As is the case with most of the country, the housing market is soft with buyers setting the pace. This means there are good deals to be had. As a more mature town, there are few vacant stands but large family homes, some with redevelopment opportunities, are available and suitable for young families.
Prices range from R1.3 million to R1.7m. Flats range from R550 000 to R750 000, depending on size and location. “There is a great demand for rental properties – both flats and houses.
Bachelor flats go for about R3 000 a month, while one and two-bedroom apartments fetch around R4 000 and R5 000, respectively; family homes are in the R6 000 to R10 000 range.”
Value-packed prices; well-functioning services and amenities; loads of recreational opportunities – the coast is a half-hour drive away – and easy access to Cape Town and surrounds, make Caledon an ideal choice for those wanting to slip out of the rat race – but not lose out on life.
Johan de Villiers’s favourite things to do
The Caledon Hot Springs have been a must-visit for centuries. First recognised by indigenous people, the springs remain a popular destination. Entrance is R165 a person; 028 214 5100.
The Caledon Wildflower Garden, at the entrance to Venster Kloof Nature Garden, offers an extensive network of paths to explore. One of these is a 10km hike through fynbos to the Swartberg summit. There are many places to stop and rest while drinking in the beautiful surroundings.
The Barn offers country-style cooking and portions; 028 214 1845.

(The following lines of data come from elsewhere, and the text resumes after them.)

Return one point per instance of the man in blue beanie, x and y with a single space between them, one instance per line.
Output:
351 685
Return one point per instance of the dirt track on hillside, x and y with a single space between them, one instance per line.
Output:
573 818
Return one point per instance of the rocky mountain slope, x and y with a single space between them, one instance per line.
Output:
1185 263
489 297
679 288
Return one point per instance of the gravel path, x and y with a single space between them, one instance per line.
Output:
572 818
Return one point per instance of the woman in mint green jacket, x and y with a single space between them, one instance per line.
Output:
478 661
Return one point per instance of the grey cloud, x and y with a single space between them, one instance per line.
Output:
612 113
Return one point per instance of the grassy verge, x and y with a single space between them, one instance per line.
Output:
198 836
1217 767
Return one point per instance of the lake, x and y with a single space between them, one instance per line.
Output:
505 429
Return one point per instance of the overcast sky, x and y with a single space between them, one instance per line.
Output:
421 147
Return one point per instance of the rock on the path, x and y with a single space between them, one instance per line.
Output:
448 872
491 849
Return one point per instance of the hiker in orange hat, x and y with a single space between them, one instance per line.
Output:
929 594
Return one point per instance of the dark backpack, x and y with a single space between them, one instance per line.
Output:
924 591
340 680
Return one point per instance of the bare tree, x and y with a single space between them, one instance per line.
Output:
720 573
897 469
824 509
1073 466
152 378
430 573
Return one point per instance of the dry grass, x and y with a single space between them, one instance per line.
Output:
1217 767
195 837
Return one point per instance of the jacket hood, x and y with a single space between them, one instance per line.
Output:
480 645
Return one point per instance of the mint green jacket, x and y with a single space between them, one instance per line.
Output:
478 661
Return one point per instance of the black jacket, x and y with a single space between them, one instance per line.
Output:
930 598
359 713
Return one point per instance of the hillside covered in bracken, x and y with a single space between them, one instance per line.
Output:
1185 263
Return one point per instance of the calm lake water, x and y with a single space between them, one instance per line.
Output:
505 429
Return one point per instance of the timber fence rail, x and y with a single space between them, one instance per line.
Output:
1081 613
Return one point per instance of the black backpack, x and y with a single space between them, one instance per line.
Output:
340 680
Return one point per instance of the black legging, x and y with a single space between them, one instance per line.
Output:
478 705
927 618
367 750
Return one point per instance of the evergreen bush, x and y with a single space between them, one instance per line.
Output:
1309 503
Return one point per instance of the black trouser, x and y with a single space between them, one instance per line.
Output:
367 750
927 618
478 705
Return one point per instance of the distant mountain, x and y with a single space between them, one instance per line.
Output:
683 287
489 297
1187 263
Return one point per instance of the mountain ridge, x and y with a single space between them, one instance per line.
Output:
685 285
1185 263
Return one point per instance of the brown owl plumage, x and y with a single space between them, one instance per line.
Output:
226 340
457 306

De Poskantoor, a 25-minute drive away in Tesselaarsdal is, as the name suggests, located in the old post office. Retaining much of the building’s history, the restaurant offers great breakfasts and lunches. Call to confirm opening times; 084 583 7095.
The Caledon Hotel and Spa is a relaxing place to have a sundowner and, if you’re feeling lucky, there’s a casino. Fat Henry’s Pizzeria has excellent milkshakes.
Established in 1921, Van Brakel Stoor, on the Caledon-Napier road, takes the padstal to new heights. In addition to a comprehensive menu there’s a wide range of homemade jams and preserves; 028 212 2214.
If you’ve never been into a farm supply store, do yourself a favour and visit Overberg Agri. You will find things you don’t even have use for but just have to buy; 028 214 3800.